NATS Weekly #12

Byron Ruth
Published on Feb 7th, 2022

Week of January 31 - February 6, 2022

🗞 Announcements, writings, and projects

A short list of announcements, blog posts, projects updates and other news.

⚡Releases

⚙️ Projects️

Simple IoT - "Simple IoT cloud/edge application/framework." Just came across this on Twitter. v0.0.42 recently released!

🎬 Media

Alexandre Brandão Lustosa posted a series of videos on their YouTube Channel.

📖 Articles

NATS with Kubernetes - authored by Karan Pratap Singh

💡 Recently asked questions

Questions sourced from Slack, Twitter, or individuals. Responses and examples are in my own words, unless otherwise noted.

How can I see the in-flight subjects that are being published to?

The need underlying this question was to determine if there are some clients who are publishing to the wrong subject due to some configuration error (e.g. a typo in the subject name).
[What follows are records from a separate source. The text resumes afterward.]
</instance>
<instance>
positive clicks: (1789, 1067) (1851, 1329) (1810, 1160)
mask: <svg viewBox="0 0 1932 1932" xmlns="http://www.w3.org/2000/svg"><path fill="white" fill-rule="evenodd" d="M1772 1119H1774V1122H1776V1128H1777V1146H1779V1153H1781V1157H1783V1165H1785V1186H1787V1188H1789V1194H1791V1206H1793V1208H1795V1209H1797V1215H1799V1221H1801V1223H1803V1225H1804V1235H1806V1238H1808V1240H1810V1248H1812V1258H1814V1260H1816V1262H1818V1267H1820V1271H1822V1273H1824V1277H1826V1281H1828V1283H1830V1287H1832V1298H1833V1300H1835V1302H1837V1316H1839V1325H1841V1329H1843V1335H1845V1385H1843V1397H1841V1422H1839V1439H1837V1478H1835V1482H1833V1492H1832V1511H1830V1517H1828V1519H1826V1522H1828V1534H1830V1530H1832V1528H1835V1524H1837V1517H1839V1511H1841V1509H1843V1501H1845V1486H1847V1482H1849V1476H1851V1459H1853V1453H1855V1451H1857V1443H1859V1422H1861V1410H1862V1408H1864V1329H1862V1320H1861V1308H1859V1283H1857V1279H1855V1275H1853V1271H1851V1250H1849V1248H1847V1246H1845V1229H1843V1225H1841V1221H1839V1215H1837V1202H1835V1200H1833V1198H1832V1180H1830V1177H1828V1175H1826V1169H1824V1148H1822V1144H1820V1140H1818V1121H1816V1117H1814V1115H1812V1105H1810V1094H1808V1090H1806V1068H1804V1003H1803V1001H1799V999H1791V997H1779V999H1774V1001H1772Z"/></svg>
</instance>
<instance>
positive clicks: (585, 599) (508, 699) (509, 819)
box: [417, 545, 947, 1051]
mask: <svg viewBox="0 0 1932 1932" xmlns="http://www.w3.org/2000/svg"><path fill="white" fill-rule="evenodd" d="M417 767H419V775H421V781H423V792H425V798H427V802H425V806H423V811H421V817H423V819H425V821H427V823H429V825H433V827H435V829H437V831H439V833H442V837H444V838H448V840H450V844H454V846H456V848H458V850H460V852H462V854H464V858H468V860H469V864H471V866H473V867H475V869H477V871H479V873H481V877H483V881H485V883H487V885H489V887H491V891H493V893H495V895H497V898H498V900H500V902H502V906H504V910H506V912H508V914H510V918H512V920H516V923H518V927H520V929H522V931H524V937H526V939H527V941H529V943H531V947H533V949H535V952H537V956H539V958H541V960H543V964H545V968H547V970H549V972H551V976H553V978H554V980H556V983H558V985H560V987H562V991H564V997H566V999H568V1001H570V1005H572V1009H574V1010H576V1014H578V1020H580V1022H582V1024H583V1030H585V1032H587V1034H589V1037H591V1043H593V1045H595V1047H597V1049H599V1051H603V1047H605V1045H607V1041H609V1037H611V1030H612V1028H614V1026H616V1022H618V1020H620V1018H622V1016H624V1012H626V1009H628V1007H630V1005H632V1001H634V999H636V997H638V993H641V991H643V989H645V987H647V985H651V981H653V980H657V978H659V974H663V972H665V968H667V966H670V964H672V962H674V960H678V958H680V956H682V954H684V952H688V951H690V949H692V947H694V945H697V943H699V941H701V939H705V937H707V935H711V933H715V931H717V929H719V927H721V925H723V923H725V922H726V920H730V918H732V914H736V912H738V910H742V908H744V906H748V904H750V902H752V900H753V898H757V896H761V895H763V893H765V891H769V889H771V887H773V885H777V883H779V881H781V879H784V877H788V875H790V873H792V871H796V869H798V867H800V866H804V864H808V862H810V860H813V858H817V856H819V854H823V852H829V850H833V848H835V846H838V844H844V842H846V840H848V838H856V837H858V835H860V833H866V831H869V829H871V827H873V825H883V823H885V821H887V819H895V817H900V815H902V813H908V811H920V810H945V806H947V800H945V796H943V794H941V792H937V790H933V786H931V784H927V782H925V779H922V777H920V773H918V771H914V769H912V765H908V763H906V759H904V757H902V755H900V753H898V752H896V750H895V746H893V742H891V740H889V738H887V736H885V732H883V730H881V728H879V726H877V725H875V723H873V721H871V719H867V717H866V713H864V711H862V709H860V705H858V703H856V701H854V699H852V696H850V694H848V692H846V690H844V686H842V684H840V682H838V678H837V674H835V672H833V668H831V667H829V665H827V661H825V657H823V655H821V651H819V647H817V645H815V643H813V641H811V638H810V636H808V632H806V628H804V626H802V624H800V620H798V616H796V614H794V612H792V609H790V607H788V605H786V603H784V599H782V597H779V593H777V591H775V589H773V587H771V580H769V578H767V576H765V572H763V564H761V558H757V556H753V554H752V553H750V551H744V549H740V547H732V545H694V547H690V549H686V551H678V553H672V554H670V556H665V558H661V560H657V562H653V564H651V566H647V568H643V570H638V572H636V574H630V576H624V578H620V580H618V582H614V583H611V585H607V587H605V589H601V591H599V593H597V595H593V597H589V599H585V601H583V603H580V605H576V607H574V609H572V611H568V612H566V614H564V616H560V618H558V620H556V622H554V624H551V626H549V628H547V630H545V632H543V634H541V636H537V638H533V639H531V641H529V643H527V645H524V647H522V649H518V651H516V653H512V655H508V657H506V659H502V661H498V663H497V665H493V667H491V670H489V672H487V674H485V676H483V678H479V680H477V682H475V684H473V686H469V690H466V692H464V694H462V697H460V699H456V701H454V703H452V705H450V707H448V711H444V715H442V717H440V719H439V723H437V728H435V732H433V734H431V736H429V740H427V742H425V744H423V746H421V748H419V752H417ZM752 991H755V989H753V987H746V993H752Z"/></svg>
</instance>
NATS does have a monitoring endpoint that can be enabled on servers, however it does not support listing out subjects that published to, only the active subscriptions.

To augment this monitoring, one basic solution is write a subscription that subscribes to all subjects that are in scope of your application. The basic form looks like this:

// Define context for NextMsg
ctx := context.Background()

// Subscribe to everything..
sub, _ := nc.SubscribeSync(">")
for {
    msg, err := sub.NextMsgWithContext(ctx)
    if err != nil {
        // handle err or just break
    }
    
    // Function to determine if the subject is of interest.
    if isRelevant(msg.Subject) {
        fmt.Println(msg.Subject)
    }
}

Since this question comes up fairly often, I created a standalone CLI. There is a release with pre-compiled binaries so feel free to try it out. The basic usage looks like this:

$ nats-subject-profiler -server demo.nats.io:4222

This will just listen for all subjects until interrupted and print out unique subjects (it deduplicates them as they come in). Just note that if you have a lot of traffic, the de-dupe structure will grow in memory over time. Use the -help option to see other available options.

What (publisher) ordering guarantees can I achieve with JetStream?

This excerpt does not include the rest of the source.